Gâteau des rois de chez nous
Comme chaque année, rencontre amicale à la maison l'autre dimanche pour une tradition des plus agréables consistant à "tirer les rois", comme on le dit sans malice.
J'avais pris le parti, cette année, de remonter jusqu'à mes racines, en servant un gâteau des rois à la mode provençale en lieu et place de la galette à la frangipane d'usage dans la France du haut.

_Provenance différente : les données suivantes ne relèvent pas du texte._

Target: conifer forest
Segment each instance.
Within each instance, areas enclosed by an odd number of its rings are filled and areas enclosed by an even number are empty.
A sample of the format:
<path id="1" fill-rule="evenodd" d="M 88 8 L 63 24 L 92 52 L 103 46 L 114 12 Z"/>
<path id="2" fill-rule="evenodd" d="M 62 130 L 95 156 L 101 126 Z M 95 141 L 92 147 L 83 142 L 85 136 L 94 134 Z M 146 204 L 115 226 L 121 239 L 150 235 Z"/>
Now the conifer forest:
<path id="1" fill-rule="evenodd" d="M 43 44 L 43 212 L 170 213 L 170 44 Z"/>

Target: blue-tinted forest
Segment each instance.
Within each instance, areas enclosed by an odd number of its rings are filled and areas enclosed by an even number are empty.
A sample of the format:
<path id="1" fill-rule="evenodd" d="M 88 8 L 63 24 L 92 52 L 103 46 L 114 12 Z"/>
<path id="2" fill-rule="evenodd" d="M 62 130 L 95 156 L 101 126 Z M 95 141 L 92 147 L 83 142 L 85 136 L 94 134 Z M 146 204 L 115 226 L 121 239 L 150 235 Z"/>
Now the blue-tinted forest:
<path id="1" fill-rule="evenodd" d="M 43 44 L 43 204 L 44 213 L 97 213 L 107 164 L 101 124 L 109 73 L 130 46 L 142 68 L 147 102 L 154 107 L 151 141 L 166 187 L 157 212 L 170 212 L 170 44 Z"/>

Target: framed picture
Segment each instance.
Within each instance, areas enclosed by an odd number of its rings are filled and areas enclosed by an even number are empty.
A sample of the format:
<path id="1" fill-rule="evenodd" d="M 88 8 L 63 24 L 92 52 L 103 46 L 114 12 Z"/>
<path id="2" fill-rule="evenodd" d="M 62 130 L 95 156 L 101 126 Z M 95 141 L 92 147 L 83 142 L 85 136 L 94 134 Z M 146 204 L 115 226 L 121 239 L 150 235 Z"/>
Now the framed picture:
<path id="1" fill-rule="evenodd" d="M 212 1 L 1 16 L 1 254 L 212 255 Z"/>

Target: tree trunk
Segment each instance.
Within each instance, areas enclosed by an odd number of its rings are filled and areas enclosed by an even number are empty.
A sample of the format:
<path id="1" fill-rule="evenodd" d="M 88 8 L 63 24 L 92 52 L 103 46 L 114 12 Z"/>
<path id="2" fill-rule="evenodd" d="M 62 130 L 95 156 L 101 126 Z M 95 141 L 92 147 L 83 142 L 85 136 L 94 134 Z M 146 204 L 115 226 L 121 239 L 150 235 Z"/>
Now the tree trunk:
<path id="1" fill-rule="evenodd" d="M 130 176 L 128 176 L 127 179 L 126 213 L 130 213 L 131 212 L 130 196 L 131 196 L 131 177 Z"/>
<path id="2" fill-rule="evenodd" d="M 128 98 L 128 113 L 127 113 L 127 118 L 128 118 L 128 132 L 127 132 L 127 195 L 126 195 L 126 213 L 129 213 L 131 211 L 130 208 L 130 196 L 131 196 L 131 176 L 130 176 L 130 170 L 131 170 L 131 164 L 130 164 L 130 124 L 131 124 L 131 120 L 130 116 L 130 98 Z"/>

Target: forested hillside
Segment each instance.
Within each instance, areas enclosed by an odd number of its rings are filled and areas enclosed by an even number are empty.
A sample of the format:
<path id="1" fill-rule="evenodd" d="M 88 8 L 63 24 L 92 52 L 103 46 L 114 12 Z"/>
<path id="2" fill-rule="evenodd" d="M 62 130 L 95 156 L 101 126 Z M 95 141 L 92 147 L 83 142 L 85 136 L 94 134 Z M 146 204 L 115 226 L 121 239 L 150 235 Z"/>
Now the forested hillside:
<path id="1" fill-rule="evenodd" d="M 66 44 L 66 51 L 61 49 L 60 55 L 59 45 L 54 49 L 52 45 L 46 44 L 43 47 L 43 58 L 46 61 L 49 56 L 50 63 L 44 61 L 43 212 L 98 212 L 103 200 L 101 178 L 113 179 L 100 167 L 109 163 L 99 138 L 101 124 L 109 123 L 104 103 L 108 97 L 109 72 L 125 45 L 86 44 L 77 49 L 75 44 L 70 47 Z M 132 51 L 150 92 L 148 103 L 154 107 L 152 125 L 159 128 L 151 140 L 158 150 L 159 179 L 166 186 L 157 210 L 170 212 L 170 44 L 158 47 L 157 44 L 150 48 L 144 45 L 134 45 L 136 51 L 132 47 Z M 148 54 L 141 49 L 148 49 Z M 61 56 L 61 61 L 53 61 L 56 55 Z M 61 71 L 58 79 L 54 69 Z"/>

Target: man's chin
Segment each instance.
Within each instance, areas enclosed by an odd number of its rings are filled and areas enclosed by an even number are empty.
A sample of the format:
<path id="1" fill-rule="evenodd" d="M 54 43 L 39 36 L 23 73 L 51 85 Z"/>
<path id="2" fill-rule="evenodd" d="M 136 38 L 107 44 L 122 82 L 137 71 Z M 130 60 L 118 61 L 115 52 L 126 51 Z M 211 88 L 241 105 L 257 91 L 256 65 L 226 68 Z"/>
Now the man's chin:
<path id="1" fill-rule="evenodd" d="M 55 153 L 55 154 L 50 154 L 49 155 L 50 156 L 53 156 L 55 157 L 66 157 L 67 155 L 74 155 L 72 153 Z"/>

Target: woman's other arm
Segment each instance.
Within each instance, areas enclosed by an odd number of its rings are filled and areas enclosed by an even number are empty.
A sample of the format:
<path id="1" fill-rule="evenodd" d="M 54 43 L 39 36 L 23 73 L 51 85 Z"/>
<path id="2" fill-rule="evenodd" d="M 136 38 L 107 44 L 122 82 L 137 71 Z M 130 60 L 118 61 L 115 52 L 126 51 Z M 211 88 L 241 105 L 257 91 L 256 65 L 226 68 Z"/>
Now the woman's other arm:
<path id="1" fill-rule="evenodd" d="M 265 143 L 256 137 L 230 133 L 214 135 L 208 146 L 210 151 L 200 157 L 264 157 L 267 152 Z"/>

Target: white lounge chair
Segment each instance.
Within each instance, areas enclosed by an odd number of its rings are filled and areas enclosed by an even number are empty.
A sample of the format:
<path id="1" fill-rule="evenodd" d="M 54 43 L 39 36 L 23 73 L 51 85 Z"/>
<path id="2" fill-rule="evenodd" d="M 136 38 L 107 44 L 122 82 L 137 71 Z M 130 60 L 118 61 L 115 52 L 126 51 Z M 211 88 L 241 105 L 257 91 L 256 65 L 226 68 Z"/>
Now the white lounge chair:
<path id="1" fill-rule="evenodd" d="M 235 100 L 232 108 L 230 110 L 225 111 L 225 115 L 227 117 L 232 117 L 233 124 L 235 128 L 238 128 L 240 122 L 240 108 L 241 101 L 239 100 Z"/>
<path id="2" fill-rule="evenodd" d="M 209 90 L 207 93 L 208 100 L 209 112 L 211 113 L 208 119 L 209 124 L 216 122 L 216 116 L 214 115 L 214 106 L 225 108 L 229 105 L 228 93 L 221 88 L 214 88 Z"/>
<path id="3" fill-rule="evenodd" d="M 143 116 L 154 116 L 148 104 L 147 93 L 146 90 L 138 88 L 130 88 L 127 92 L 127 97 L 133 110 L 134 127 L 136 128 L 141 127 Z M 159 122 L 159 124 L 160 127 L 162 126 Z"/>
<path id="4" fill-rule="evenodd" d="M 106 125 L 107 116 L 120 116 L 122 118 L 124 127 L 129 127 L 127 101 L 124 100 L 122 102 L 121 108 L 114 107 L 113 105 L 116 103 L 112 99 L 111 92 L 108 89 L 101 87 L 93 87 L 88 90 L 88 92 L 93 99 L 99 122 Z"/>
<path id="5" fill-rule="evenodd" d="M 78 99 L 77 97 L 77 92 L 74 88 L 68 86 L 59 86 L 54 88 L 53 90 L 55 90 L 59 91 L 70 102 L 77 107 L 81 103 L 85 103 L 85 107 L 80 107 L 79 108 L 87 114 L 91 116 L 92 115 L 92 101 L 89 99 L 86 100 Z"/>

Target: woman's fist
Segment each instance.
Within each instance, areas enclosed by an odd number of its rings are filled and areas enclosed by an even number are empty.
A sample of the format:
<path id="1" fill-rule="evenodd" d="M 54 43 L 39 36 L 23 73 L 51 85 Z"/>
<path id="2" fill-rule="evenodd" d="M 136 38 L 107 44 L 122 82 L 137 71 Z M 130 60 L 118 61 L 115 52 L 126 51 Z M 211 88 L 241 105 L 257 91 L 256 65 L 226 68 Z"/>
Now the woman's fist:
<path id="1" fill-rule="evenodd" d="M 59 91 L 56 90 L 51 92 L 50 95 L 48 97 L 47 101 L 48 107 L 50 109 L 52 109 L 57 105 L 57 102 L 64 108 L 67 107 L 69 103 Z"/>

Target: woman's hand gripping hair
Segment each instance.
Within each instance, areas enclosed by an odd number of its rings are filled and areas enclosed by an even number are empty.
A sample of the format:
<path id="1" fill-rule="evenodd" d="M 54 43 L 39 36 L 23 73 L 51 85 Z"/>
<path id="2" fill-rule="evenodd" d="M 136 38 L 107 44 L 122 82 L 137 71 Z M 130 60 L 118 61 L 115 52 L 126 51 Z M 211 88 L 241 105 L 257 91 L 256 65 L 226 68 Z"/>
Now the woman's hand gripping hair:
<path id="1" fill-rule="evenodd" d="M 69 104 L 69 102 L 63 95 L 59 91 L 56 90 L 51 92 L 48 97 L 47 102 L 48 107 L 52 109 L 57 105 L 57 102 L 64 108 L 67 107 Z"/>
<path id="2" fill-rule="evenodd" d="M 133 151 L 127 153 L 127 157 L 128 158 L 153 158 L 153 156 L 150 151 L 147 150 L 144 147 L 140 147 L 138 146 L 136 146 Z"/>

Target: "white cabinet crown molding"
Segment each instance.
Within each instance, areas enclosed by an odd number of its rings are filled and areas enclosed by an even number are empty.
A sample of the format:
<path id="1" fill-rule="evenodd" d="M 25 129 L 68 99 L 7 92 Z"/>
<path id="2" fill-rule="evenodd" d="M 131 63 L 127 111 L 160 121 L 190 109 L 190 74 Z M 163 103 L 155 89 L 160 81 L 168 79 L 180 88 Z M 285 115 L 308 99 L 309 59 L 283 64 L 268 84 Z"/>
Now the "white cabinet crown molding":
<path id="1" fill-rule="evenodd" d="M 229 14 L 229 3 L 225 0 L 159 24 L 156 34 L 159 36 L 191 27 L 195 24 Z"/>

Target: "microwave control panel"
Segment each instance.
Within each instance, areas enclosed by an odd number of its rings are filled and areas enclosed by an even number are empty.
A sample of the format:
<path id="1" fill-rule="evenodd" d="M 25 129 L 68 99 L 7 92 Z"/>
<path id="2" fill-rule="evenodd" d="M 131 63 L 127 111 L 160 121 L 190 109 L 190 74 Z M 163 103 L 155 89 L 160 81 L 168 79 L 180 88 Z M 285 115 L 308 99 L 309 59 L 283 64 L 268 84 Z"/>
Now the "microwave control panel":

Le gâteau des rois porte également le nom de galette bordelaise, de couronne des rois, de royaume, ou de pogne dans le sud de l'hexagone d'où je montai un jour pour n'en plus redescendre.
C'est une brioche recouverte de sucre et de fruits confits,  un peu "étouffe-chrétien" bien que d'origine paienne : elle était au centre de la fête qui célébrait, bien avant que les rois mages ne prennent la route, l'augmentation des jours après le solstice d'hiver, où l'on rendait hommage au dieu Saturne.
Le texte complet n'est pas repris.